1. This site uses cookies. By continuing to use this site, you are agreeing to our use of cookies. Learn More.

suppression list script

Discussion in 'PHP & Perl' started by jbrewski, Feb 13, 2012.

  1. jbrewski

    jbrewski Junior Member

    Joined:
    May 12, 2011
    Messages:
    116
    Likes Received:
    32
    Location:
    USA
    Looking for a suppression list that will compare 2 files and echo out all lines that were not matched.

    I have a script that does currently work, but the lists I need to scrub has 2.6Mil lines/records (30MB txt file) & the suppression list has 5k lines/records. When I try to run this I got a memory error on the page, so I cut the file down to 100k (1MB) records and then got a timeout for 30 seconds error.

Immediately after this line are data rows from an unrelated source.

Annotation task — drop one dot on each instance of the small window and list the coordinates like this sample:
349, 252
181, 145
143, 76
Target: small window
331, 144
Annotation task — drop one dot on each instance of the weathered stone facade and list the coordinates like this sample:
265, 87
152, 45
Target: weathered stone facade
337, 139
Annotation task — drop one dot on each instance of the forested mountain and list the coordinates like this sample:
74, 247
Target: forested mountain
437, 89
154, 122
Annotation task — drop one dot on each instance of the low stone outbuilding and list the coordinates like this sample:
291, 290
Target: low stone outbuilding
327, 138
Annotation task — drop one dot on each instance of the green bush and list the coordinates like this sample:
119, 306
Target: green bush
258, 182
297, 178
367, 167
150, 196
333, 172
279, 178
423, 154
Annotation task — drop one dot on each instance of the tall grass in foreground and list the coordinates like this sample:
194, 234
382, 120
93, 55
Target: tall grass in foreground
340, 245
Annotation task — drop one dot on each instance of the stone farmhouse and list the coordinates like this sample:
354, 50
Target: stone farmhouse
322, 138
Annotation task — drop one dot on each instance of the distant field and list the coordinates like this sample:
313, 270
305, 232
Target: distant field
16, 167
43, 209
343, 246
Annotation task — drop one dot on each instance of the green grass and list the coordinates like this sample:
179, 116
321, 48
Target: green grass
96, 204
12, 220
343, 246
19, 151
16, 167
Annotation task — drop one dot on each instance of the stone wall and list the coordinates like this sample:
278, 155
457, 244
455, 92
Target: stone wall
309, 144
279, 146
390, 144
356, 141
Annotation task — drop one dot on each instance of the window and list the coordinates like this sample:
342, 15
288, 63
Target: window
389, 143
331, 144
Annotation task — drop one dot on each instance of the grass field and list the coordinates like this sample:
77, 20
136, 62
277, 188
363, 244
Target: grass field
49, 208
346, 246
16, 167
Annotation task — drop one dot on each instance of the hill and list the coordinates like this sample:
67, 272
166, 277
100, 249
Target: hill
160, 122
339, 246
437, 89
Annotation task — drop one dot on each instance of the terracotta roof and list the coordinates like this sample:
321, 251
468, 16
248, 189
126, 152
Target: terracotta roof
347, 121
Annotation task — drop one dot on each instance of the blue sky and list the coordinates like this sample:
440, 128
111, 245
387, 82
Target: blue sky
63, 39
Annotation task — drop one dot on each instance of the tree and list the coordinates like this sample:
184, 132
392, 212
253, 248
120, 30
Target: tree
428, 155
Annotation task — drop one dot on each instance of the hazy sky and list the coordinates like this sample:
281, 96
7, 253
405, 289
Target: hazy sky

    any one have any suggestions? Here is the code that works with smaller records:

    Code:
    Reads file: good.txt<br />
    compares them to bad.txt<br />
    Removes bad emails from good emails txt<br />
    output...<br /><br />
    
    <?php
    
    //grab lists as string
    $goodr =  file_get_contents("good.txt");
    $badr = file_get_contents("bad.txt");
    
    
    //split list into array
    $good = explode("\n",$goodr);
    $bad = explode("\n",$badr);
    
    $final = array();
    
    //loop through and find any bad emails in the good list
    foreach($good as $g){
        if(in_array($g,$bad)){
            //remove the bad email from the list
            //unset($b);
        }else{
            $final[] = $g;
        }
    }
    
    echo '<textarea style="width:100%;height:100%;">';
    foreach($final as $g){
    echo $g . "\n";
    }
    echo '</textarea>';
    ?>
     
  2. jazzc

    jazzc Moderator Staff Member Moderator Jr. VIP

    Joined:
    Jan 27, 2009
    Messages:
    2,468
    Likes Received:
    10,155
    Trying to use file_get_contents() with a huge file will result in creating a huge array and reaching the memory limit.

    You should create a loop to read say 10.000 lines on each go until the end of the file.

    An example of how to read by line without having to load all the file:
    Code:
    $file = new SplFileObject('myfile.txt');
    $file->seek(9999);     // Seek to line no. 10,000
    echo $file->current(); // Print contents of that line
    
     
    • Thanks Thanks x 1
    Last edited: Feb 13, 2012
  3. jbrewski

    jbrewski Junior Member

    Joined:
    May 12, 2011
    Messages:
    116
    Likes Received:
    32
    Location:
    USA
    thank you, I will test this out.
     
  4. dtang4

    dtang4 Regular Member

    Joined:
    Apr 7, 2010
    Messages:
    291
    Likes Received:
    43
    You can add
    HTML:
    set_time_limit(0);
    at the top of the script to eliminate the 60 second timeout constraint.